Segundas oportunidades · Historia

El milagro bajo la tormenta que salvó a mi bebé tras la peor traición

El milagro bajo la tormenta que salvó a mi bebé tras la peor traición — Parte 2
Imagen del vídeo original

Anteriormente: Bajo una tormenta implacable, Elena se vio en la calle a punto de dar a luz. Sin coche ni ayuda, su hermano de once años fue su único héroe en una noche desesperada.

La confrontación en el hospital

Cuando las fuerzas de Mateo estaban a punto de agotarse y Elena comenzaba a perder el conocimiento debido a la hipotermia, unos faros potentes iluminaron la oscura calle. Un lujoso vehículo negro se detuvo en seco frente a ellos. De su interior descendió Don Alejandro, un distinguido empresario local que, al ver la dramática escena, no dudó en cargar a Elena en sus brazos para subirla a su coche y trasladarla de inmediato al hospital de Gijón. Gracias a su rápida intervención y a que costeó todos los tratamientos médicos de urgencia, la pequeña nació sana y salva pocas horas después.

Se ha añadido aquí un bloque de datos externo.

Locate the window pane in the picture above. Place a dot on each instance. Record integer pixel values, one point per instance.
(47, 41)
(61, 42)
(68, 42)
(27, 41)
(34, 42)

Sin embargo, la paz duraría muy poco en la habitación del hospital. Al día siguiente, mientras Elena contemplaba con ternura a su recién nacida, la puerta se abrió de par en par con brusquedad. Manuel y su madre entraron con aire triunfal, acompañados por un abogado que sostenía un portafolios de cuero. No venían a disculparse por haberla dejado morir bajo la lluvia, sino a rematar su cruel plan.

El milagro bajo la tormenta que salvó a mi bebé tras la peor traición
—Firma estos papeles ahora mismo, Elena. Renunciarás a la paternidad y a cualquier derecho sobre nuestra casa si no quieres que te demandemos por abandono —amenazó Manuel con una frialdad aterradora.

Su madre asintió con una sonrisa de desprecio, mientras el abogado extendía los documentos sobre la cama. Mateo intentó defender a su hermana colocándose frente a ellos, pero Manuel lo apartó de un empujón. Fue en ese instante de máxima vulnerabilidad cuando la puerta volvió a abrirse. Don Alejandro entró en la habitación escoltado por su propio equipo legal. Al ver a los intrusos, el rostro del empresario se endureció con una rabia contenida. Resultó que Alejandro no era un desconocido cualquiera: era el antiguo socio y legítimo dueño de las tierras que el padre de Manuel les había robado años atrás mediante una estafa que destruyó a su familia.

Resultó que Alejandro no era un desconocido cualquiera: era el antiguo socio y legítimo dueño de las tierras que el padre de Manuel les h…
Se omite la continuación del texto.